Instituições de direitos humanos do Brasil consultadas pelo UOL não se manifestaram sobre a eleição da CIDH, algumas delas reafirmando não conhecer a trajetória do advogado. No entanto, um representante de uma entidade internacional que atua com direitos humanos na OEA conversou com o UOL sob a condição de sigilo.

Escritório do juiz defende interesse de ruralistas na discussão sobre o marco temporal

Ele apontou outros pontos na carreira do defensor que seriam colidentes com a jurisprudência da CIDH. Por exemplo, as resoluções em matéria de diretos de povos indígenas que são contrários à doutrina do marco temporal, que está em discussão no STF e que tem o escritório de Mudrovitsch na banca dos advogados dos ruralistas no processo, como apontou reportagem da Agência Pública.

O marco é de interesse da bancada ruralista e conta com apoio de Bolsonaro. O futuro juiz já declarou que não atua diretamente no processo, que seria conduzido por um sócio do escritório.

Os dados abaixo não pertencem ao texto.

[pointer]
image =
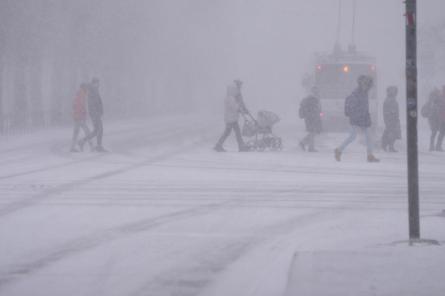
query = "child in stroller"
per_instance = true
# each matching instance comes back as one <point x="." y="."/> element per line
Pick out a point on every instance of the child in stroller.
<point x="259" y="131"/>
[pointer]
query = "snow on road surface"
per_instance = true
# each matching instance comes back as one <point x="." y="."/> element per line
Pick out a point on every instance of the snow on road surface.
<point x="163" y="214"/>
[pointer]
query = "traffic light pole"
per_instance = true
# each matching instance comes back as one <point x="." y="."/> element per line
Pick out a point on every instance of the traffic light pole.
<point x="411" y="92"/>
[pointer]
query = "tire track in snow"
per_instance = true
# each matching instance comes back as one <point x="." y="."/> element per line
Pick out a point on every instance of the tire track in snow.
<point x="158" y="136"/>
<point x="46" y="194"/>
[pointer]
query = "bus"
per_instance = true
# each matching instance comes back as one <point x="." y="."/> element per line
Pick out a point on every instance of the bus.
<point x="335" y="76"/>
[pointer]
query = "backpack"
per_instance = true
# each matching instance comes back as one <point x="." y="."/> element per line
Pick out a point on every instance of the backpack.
<point x="426" y="110"/>
<point x="302" y="112"/>
<point x="349" y="105"/>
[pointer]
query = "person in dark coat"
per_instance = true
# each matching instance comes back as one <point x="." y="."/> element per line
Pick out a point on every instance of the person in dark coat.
<point x="430" y="111"/>
<point x="95" y="110"/>
<point x="233" y="107"/>
<point x="80" y="116"/>
<point x="391" y="118"/>
<point x="357" y="109"/>
<point x="310" y="111"/>
<point x="441" y="118"/>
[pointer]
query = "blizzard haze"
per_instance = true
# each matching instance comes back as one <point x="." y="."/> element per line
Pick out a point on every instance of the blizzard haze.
<point x="179" y="55"/>
<point x="291" y="202"/>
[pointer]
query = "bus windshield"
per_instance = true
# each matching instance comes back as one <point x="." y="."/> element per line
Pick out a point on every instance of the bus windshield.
<point x="337" y="81"/>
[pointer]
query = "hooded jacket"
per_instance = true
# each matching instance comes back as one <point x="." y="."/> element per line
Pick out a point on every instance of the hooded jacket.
<point x="357" y="108"/>
<point x="232" y="107"/>
<point x="79" y="105"/>
<point x="95" y="107"/>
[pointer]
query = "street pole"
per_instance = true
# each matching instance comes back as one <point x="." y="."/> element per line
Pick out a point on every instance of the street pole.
<point x="411" y="103"/>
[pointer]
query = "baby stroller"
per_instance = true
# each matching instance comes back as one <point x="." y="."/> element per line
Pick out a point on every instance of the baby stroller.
<point x="259" y="132"/>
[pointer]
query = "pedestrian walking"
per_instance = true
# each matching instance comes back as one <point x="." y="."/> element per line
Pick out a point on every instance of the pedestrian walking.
<point x="310" y="111"/>
<point x="430" y="110"/>
<point x="233" y="106"/>
<point x="95" y="110"/>
<point x="391" y="118"/>
<point x="80" y="116"/>
<point x="441" y="117"/>
<point x="357" y="109"/>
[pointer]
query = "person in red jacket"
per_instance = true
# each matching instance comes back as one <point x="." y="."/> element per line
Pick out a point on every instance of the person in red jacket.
<point x="80" y="115"/>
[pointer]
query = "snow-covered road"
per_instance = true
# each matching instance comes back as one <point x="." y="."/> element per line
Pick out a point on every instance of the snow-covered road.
<point x="163" y="214"/>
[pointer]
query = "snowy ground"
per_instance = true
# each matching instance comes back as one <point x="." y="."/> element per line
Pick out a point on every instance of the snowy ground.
<point x="163" y="214"/>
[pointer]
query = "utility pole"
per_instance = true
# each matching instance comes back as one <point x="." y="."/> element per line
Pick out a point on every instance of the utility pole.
<point x="411" y="118"/>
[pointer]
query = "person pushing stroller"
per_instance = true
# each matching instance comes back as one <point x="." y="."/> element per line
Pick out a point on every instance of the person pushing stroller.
<point x="310" y="111"/>
<point x="233" y="107"/>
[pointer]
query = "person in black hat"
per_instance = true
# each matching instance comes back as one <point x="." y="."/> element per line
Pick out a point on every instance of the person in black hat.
<point x="95" y="110"/>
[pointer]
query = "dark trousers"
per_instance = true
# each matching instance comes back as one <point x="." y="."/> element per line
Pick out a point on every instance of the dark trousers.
<point x="227" y="131"/>
<point x="309" y="140"/>
<point x="388" y="139"/>
<point x="440" y="137"/>
<point x="97" y="132"/>
<point x="79" y="124"/>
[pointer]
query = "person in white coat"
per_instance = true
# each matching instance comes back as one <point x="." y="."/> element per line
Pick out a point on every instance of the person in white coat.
<point x="233" y="106"/>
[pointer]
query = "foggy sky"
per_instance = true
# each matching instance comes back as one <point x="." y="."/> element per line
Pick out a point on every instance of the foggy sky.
<point x="171" y="53"/>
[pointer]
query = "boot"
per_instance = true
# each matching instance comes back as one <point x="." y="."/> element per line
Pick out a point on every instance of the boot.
<point x="392" y="149"/>
<point x="81" y="143"/>
<point x="337" y="153"/>
<point x="302" y="146"/>
<point x="219" y="148"/>
<point x="100" y="149"/>
<point x="244" y="148"/>
<point x="372" y="158"/>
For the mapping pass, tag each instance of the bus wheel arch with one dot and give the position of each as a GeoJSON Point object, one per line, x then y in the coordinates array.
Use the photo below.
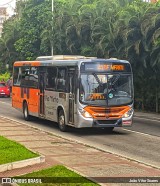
{"type": "Point", "coordinates": [61, 120]}
{"type": "Point", "coordinates": [25, 111]}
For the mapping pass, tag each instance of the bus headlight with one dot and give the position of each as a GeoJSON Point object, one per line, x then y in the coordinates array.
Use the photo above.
{"type": "Point", "coordinates": [85, 113]}
{"type": "Point", "coordinates": [128, 114]}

Especialidade é o direito constitucional

Na carta de apresentação da sua candidatura, o próprio advogado destaca que sua especialidade é o direito constitucional. Porém, argumenta que esse conhecimento o habilitaria ao cargo, uma vez que na advocacia sempre aplicou o seu "interesse pessoal e acadêmico pelo papel da jurisdição constitucional na concretização dos Direitos Humanos."

O ex-procurador-geral do Estado de São Paulo Elival da Silva Ramos, que foi orientador da tese de doutorado de Mudrovitsch na USP (Universidade de São Paulo), concorda que há uma relação direta entre direito constitucional e direitos humanos.

"Os seus profundos conhecimentos na área de direito constitucional, notadamente com relação a direitos fundamentais e políticas públicas, será importante para sua atuação como juiz. Por exemplo, quando a Corte avalia questões de respeito às liberdades públicas ou de respeito à dignidade humana, ela está no campo tipicamente constitucional", afirma Ramos.

O UOL tentou ouvir Mudrovitsch, que não quis se manifestar.

Em nota, o Ministério das Relações Exteriores disse que Mudrovitsch "reúne todas as condições para desempenhar com êxito a função de juiz da Corte Interamericana de Direitos Humanos" e que ele "tem ampla experiência profissional e acadêmica envolvendo temas de direitos humanos, tendo atuado em diversas ocasiões na mais alta Corte deste país".

"Cabe esclarecer que não é a primeira vez que o Brasil deixou de indicar candidato para a Comissão Interamericana de Direitos Humanos. Dado o caráter extremamente competitivo do pleito, o governo brasileiro avaliou que poderia ser arriscado apresentar candidaturas para a Corte Interamericana e para a Comissão, na mesma ocasião. Historicamente, países que lançaram candidatos para os dois órgãos enfrentam dificuldades adicionais para eleger-se para ambas as vagas. Tendo em vista que o Brasil ocupou apenas duas vezes assento na Corte, considerou-se priorizar o tribunal na atual ocasião, em vez da Comissão", diz o texto.